А если так (узнать правду нет никакой возможности – ни у него, ни у тех, кто изрекал эту фразу), то надо быть идиотом, чтобы вообразить, будто это дает ему вечную гарантию безопасности. Чем попасть на заметку Сталину, лучше уж безымянно прозябать в тени. Те, кто оказывался в фаворе, нечасто удерживали свои позиции; вопрос заключался лишь в том, когда они впадут в опалу. Сколько важных винтиков советского образа жизни оказалось при неуловимой игре света давней помехой всем прочим винтикам?
Машина притормозила у перекрестка; до него донесся скрежет – это водитель потянул на себя ручной тормоз. Вспомнилась история с покупкой самой первой «победы». Тогда было правило, что покупатель обязан лично принимать автомобиль. Водительские права были у него еще с довоенных времен, и он в одиночку направился в автомагазин. Перегоняя машину к дому, он почувствовал, что «победа» барахлит, и заподозрил, что ему подсунули неисправную. Прижавшись к бордюру, стал возиться с дверным замком, и тут его окликнул прохожий: «Эй, гражданин в очках, что у вас с машиной?» От колес валил дым: всю дорогу от магазина он ехал на ручнике. С техникой он не в ладах, это правда.
А потом вспомнилось, как в консерватории он ассистировал на экзамене по марксистско-ленинской философии. Старший экзаменатор ненадолго вышел и оставил его вместо себя. И тут перед ним уселась девушка, которая от волнения так теребила листки с ответами на вопросы, что ему стало ее жалко.
– Хорошо, – сказал он, – оставим ваш билет в стороне. У меня к вам один вопрос: что такое ревизионизм?

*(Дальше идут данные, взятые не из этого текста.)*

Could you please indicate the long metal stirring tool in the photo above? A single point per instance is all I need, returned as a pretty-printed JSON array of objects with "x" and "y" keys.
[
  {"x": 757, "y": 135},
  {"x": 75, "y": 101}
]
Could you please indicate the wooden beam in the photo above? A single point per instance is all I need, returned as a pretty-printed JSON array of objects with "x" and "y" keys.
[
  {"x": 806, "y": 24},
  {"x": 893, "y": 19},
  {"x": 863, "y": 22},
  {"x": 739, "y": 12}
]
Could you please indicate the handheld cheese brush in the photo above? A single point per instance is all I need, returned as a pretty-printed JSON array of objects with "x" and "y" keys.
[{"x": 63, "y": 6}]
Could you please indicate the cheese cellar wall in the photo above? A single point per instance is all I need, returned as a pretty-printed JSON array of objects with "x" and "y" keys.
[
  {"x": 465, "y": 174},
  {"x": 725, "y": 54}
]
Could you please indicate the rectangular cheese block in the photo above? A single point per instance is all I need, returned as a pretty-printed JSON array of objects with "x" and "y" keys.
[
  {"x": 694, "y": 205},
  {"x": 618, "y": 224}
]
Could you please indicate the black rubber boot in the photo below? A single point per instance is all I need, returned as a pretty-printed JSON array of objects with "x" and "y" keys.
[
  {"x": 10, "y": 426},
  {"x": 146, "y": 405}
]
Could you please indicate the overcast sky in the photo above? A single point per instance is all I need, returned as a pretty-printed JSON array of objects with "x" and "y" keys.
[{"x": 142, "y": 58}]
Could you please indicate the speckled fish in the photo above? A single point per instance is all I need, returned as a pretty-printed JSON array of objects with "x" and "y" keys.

На такой вопрос ответил бы даже он сам. Ревизионизм был столь мерзопакостным, еретическим явлением, что у самого этого слова, казалось, из головы торчали рога.
Барышня чуть задумалась и произнесла:
– Ревизионизм – это высшая стадия развития марксизма-ленинизма.
Услышав такой ответ, он улыбнулся и поставил ей пятерку.
Когда все шло наперекосяк, когда думалось, что «чепуха совершенная делается на свете», он утешался вот чем: хорошая музыка всегда остается хорошей музыкой, а великая музыка незыблема. Любую прелюдию и фугу Баха можно играть в любом темпе, с любыми динамическими оттенками или без таковых – все равно это будет великая музыка, и никакая каналья, которая молотит по клавиатуре обеими пятернями, не сможет ее испортить. А кроме всего прочего, играть такую музыку с цинизмом просто невозможно.